Apologies in advance for this probably very basic question, but I have been struggling to find out how to do this in R.
When reviewing papers, theses, etc, it is very useful to calculate p-vaules from aggregate data. I.e. you see a table and wonder if the p-value is correctly calculated. In Stata it is very easy to calculate for instance Chi Square test on aggregate data using the immediate commands, for example:
tabi 8 43 \ 2 78, row chi2
gives output
row | 1 2 | Total
1 | 8 43 | 51
| 15.69 84.31 | 100.00
2 | 2 78 | 80
| 2.50 97.50 | 100.00
Total | 10 121 | 131
| 7.63 92.37 | 100.00
Pearson chi2(1) = 7.6805 Pr = 0.006
I struggle to do the same in R, using for instance chisq.test() I have tried, for instance,
chisq.test(c(8, 43, 2, 78))
or
chisq.test(c(8, 43, 2, 78, nrow = 2))
or similar, but it seems to do some completely different calculation...
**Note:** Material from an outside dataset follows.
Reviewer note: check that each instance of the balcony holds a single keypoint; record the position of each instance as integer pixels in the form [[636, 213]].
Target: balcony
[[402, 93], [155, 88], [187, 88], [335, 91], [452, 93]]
Chi-squared test for given probabilities
data: c(8, 43, 2, 78, nrow = 2)
X-squared = 167.94, df = 4, p-value < 2.2e-16
Can anyone help with a "quick-fix" for this?
Thanks in advance
Bjorn
I am not entirely sure what you want to achieve, but I think it is possible that you are searching for this(?):
chisq.test(matrix(c(8, 43, 2, 78), nrow = 2))
Anyways, just run ?chisq.test()
to see how the function works, what arguments it expects and in which order, etc.
If you run this, you'll also find a description of how the function works:
"If x is a matrix with one row or column, or if x is a vector and y is not given, then a goodness-of-fit test is performed (x is treated as a one-dimensional contingency table). The entries of x must be non-negative integers. In this case, the hypothesis tested is whether the population probabilities equal those in p, or are all equal if p is not given.
If x is a matrix with at least two rows and columns, it is taken as a two-dimensional contingency table: the entries of x must be non-negative integers. Otherwise, x and y must be vectors or factors of the same length; cases with missing values are removed, the objects are coerced to factors, and the contingency table is computed from these. Then Pearson's chi-squared test is performed of the null hypothesis that the joint distribution of the cell counts in a 2-dimensional contingency table is the product of the row and column marginals."
Check your example data, e.g. when you run
is.matrix(c(8, 43, 2, 78, nrow = 2))
it will return
[1] FALSE
while
is.matrix(matrix(c(8, 43, 2, 78), nrow = 2))
returns
[1] TRUE
So you know that the example you gave was a vector. Now when you read the description of the function I pasted above, you'll find that it will try to perform a "goodness-of-fit test" with your vector. In case of a matrix, it will perform "Pearson's chi-squared test".